Pierce could have said the same thing about LeBron, the ridiculously precocious 23-year old who scored 45 points. With Pierce scoring 41, there were serious overtones of a much-discussed Game 7 against Atlanta 20 years ago featuring two Hall of Famers fully recognizable by first names only. But this personal shootout will stand on its own merits, given that they combined for a fairly amazin' 45 percent of the points in a 97-92 Celtics triumph that sends them into the Eastern Conference finals against those hardy perennials, the Detroit Pistons.
Pierce was not having a great series. He was held to 4 points in Game 1, and he averaged a mere 14 points a game in the three fruitless trips to Cleveland. The only reason you didn't hear all that much about this business was that everyone was focusing on Ray Allen's astonishing (ongoing) futility.
But Pierce took charge immediately yesterday, opening the day's scoring with a very difficult foul line jumper that, by any reasonable measure, was a force.

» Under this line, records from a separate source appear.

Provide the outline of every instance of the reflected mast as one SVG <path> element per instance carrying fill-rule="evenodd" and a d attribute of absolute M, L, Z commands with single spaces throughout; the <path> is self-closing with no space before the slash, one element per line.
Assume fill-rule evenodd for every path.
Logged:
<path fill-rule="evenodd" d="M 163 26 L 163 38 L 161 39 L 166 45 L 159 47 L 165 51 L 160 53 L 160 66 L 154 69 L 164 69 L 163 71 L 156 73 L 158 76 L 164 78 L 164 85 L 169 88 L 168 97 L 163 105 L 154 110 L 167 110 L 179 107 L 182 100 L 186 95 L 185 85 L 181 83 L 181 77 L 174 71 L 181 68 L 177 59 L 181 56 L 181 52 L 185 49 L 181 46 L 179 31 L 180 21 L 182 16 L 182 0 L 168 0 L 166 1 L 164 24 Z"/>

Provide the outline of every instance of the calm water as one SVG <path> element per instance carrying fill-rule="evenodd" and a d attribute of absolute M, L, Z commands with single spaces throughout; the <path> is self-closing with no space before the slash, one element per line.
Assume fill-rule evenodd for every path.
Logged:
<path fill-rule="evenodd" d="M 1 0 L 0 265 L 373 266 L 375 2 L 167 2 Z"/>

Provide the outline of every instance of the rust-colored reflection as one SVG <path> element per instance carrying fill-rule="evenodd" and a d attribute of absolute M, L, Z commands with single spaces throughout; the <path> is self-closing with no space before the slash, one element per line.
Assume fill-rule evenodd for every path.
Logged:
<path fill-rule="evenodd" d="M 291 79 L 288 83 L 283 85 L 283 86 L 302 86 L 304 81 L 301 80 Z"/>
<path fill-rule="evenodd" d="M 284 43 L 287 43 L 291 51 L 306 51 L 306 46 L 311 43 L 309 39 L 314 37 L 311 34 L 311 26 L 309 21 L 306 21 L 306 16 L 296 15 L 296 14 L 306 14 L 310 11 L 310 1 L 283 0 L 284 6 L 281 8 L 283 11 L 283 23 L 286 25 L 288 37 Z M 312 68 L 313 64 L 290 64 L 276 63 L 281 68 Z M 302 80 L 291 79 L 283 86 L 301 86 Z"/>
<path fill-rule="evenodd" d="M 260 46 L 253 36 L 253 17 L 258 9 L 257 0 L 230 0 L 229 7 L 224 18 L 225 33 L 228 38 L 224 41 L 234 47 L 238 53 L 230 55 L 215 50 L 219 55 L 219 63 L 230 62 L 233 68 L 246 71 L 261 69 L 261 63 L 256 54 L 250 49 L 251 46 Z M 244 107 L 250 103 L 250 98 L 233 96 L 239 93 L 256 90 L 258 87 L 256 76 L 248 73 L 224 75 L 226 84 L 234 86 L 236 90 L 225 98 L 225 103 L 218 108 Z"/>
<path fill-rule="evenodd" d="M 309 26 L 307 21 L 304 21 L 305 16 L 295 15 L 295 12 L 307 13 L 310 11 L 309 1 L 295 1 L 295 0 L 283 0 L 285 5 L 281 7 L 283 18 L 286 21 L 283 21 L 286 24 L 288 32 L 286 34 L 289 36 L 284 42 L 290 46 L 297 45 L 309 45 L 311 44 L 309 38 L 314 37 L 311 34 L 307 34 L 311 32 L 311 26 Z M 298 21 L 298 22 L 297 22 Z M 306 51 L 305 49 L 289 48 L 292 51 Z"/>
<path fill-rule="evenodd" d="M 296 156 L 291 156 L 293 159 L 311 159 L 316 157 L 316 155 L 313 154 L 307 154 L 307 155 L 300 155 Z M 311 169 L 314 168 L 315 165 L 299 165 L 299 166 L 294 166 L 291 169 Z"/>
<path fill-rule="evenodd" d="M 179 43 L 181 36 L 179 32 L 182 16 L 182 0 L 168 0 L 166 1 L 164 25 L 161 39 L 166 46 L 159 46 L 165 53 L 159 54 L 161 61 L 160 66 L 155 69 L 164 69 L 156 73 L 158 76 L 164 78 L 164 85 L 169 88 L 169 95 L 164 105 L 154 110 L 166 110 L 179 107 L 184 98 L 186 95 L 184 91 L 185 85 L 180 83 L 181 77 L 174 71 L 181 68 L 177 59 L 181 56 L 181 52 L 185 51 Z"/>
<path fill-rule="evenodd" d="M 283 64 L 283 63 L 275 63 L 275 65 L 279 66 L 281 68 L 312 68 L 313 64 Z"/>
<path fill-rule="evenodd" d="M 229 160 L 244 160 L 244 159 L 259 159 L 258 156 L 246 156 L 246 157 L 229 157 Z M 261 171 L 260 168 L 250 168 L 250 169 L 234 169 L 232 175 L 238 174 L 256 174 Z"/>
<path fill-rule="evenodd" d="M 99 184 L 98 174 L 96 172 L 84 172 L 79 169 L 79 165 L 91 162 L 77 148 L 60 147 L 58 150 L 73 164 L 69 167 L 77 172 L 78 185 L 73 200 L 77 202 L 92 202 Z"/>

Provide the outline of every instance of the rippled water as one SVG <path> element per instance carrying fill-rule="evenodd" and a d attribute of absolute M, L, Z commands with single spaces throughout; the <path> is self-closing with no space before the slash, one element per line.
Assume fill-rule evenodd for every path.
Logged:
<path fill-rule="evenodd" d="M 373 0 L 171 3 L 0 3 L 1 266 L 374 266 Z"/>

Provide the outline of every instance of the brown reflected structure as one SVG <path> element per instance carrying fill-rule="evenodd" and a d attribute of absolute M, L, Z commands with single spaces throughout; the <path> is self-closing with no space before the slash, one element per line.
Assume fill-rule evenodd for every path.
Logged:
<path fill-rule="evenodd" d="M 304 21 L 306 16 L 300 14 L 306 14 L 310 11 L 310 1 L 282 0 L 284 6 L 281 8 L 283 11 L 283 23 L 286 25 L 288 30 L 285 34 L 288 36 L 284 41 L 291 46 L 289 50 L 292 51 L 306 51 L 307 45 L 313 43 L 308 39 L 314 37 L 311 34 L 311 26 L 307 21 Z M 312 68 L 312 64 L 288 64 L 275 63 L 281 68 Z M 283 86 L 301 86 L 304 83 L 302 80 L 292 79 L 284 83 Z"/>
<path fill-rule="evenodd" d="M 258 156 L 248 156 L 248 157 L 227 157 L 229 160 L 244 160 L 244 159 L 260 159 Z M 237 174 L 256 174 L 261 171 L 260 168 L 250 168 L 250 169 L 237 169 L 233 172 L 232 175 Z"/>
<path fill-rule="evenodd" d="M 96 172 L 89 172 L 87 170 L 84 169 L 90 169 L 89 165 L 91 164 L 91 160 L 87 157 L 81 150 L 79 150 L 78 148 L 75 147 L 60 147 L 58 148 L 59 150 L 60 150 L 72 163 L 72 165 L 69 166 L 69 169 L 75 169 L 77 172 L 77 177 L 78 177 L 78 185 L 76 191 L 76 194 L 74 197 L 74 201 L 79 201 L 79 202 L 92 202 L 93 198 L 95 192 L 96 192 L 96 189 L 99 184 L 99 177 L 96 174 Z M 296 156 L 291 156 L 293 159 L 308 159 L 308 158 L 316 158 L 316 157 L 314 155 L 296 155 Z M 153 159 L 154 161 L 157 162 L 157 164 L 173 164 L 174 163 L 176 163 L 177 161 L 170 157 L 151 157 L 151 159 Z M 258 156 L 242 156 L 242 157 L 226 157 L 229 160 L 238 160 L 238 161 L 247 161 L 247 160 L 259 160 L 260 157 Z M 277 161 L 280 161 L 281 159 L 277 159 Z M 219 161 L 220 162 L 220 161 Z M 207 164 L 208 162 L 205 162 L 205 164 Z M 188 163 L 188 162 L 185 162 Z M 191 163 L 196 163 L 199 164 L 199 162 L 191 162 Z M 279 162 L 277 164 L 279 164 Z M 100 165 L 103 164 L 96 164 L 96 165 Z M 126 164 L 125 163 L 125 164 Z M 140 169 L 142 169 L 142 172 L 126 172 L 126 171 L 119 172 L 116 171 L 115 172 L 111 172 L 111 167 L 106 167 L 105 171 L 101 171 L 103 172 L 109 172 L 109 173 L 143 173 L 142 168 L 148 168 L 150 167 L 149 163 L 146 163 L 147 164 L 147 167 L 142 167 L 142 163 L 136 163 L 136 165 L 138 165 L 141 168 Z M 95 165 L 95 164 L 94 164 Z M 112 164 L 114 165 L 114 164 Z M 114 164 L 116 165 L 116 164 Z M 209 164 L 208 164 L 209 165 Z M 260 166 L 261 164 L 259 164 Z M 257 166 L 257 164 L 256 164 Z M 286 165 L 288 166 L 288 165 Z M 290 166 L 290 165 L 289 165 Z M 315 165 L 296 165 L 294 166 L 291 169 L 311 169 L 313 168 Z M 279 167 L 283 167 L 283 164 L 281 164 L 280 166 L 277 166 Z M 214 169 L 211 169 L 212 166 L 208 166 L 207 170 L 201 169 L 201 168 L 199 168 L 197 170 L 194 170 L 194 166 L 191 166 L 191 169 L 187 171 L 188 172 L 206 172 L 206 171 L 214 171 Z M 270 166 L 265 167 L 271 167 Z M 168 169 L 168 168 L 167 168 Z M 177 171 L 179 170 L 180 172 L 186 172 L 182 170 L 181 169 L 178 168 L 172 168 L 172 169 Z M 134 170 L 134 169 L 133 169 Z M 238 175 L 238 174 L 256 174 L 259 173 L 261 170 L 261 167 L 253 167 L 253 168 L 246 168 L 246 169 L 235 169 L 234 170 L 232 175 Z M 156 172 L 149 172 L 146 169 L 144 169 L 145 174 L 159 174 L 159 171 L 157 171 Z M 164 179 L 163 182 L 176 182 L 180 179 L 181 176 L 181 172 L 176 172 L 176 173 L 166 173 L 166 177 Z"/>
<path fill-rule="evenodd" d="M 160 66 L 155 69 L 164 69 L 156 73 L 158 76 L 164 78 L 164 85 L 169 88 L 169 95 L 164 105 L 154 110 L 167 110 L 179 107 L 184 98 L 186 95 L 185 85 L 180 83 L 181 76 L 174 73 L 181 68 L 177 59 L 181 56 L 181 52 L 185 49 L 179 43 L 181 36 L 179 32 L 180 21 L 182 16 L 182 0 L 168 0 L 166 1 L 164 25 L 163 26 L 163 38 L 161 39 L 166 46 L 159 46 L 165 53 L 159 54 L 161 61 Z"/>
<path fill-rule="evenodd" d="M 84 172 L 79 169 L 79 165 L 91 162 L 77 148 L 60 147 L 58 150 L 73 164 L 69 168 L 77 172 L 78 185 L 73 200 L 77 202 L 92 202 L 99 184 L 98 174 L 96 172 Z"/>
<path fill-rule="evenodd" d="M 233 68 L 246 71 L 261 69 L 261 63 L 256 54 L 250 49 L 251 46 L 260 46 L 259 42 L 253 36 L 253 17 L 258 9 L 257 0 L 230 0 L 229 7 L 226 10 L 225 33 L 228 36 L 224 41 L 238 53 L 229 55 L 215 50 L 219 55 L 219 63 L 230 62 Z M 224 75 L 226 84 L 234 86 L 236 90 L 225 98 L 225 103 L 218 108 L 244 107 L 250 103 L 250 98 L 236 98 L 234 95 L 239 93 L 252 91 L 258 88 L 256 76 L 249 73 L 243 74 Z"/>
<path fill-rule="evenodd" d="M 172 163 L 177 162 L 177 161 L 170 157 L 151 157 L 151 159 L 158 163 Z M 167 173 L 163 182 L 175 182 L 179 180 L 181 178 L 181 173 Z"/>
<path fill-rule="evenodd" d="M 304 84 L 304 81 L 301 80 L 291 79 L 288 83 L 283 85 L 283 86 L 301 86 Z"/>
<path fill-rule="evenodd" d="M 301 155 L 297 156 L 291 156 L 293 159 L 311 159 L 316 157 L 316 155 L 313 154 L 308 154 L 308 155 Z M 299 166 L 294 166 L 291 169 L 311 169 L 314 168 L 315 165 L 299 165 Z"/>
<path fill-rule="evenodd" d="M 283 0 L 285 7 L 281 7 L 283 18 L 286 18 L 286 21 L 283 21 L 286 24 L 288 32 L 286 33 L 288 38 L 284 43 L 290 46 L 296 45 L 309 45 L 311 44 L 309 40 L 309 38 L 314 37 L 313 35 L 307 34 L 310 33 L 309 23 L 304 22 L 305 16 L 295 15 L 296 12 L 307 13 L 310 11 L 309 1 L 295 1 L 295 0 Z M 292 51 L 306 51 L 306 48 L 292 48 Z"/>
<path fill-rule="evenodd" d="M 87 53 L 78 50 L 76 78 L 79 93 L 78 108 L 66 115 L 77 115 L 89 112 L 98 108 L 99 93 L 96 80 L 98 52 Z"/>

But it went in, and so did the next one, and the next one (a second chance three). He had 9 of the first 14 Boston points as the Celtics moved to a 16-4 lead, a cushion they would exploit for the rest of the peculiar game in which the Cavaliers never led, were never even tied past 4-4, and yet were never out of.
This was an aggressive, but not reckless, Paul Pierce. You know how he goes into those wild spin-o-ramas, crashing into people in the vain hope of getting to the line? Nope, there was none of that yesterday. His six trips to the line (11 for 12) were the result of intelligent, confident, I'm-a-star-and-I-know-what-I'm-doing excursions to the hoop. And his shot selection? Just outstanding.
He had 26 by halftime, and that represented more than half of the Boston points as the Celtics moved to a 50-40 lead by intermission. He had 35 after three quarters, and, after sinking two professional jumpers in the first six minutes of the fourth, he concluded his afternoon and early evening's work with a pair of free throws with 7.9 seconds left (the first an up-and-in job he said must have been guided in by the "Ghost of Red") that closed the deal.